Another daily paper from Israel, Maariv, opined, “the moral challenge posed by Eternal Treblinka turns it into a must for anyone who seeks to delve into the universal lesson of the Holocaust... .” And the influential Jerusalem Post stated, “Even if you are not persuaded to give up meat meals for moral reasons, at least you will never be able to say of the suffering behind them: ‘I didn't know... .’” Similar responses have been published in Jewish papers all over the world.

The “Holocaust on Your Plate” Campaign was designed to sensitize people to different forms of systematic degradation and exploitation, and the logic and methods employed in factory farms and slaughterhouses are analogous to those used in concentration camps. We realize that many people—Jews and non-Jews alike—cannot see through the pain and horror of what was done to human beings to agree, but to our minds, both systems are hideous and devastating. We understand both systems to be based in a moral equation indicating that “might makes right” and premised on a conception of other cultures or other species as deficient and thus disposable. Each has its own unique mechanisms and purposes, but both result in immeasurable, unnecessary suffering for those who are innocent and unable to defend themselves.

As with the song “Dona, Dona,” we had hoped to draw attention to the common, terrifying experience of the condemned en route to their horrible and unnecessary slaughter. We recognize that the analogy made in “Dona Dona” resonates as more than a rhetorical or literary comparison, especially to those for whom the experience is still too personal to universalize. The differences cannot be translated or reduced to a metaphor, particularly for the victims and survivors who still bear physical and emotional scars of persecution and for the Jewish community still so horribly vulnerable to continued acts of anti-Semitism.

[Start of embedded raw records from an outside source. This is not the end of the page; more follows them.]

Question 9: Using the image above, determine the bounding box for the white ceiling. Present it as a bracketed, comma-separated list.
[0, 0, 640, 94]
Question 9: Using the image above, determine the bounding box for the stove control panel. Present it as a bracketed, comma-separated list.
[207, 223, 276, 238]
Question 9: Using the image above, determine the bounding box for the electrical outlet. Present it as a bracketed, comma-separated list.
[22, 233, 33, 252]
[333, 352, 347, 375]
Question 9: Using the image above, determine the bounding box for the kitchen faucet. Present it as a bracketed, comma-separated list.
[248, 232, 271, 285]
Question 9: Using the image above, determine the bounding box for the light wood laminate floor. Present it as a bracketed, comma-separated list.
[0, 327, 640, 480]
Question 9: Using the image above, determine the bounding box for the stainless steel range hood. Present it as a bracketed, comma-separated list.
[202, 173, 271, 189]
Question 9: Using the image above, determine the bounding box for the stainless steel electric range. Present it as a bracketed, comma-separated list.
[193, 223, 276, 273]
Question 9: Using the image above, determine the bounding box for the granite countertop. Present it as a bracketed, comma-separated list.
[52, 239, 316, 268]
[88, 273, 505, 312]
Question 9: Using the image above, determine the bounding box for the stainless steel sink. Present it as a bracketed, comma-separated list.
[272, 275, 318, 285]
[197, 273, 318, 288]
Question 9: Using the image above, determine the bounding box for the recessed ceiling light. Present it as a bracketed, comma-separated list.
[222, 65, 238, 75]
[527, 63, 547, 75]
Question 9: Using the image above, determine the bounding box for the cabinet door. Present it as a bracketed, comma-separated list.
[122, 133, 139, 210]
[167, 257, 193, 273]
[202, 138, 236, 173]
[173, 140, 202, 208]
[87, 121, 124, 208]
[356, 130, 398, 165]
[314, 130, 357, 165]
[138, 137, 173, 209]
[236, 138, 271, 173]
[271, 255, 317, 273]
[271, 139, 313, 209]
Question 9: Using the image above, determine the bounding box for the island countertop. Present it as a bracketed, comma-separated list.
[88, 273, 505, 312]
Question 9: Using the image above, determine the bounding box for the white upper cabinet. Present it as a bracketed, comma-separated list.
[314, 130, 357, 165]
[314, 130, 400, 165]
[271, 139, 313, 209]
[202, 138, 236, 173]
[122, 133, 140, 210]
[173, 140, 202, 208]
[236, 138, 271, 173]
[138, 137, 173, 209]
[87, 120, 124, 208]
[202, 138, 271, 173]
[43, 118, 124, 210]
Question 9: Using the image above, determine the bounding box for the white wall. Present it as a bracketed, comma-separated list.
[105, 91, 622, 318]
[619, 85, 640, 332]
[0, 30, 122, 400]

We sincerely wished to bridge these different forms of systematic abuse. By showing how humans were treated “like animals,” it was never our goal to humiliate the victims further—instead we hoped to shed light on the process through which any living being can be reduced to an interchangeable, disposable “thing.” The tragic irony is that on factory farms and in slaughterhouses, even animals are not treated “like animals”—everything about their lives is a grotesque mockery of all that is natural to them.

We believe that we humans can and should use our distinctive capacities to reduce suffering in the world. Even the vegan diet that we endorse out of concern for animal suffering promotes human health, protects the environment, and liberates us from violent practices, as Dr. Richard Schwartz makes so clear in his book Judaism and Vegetarianism. These are all goals directed at alleviating human suffering as well as that of other beings.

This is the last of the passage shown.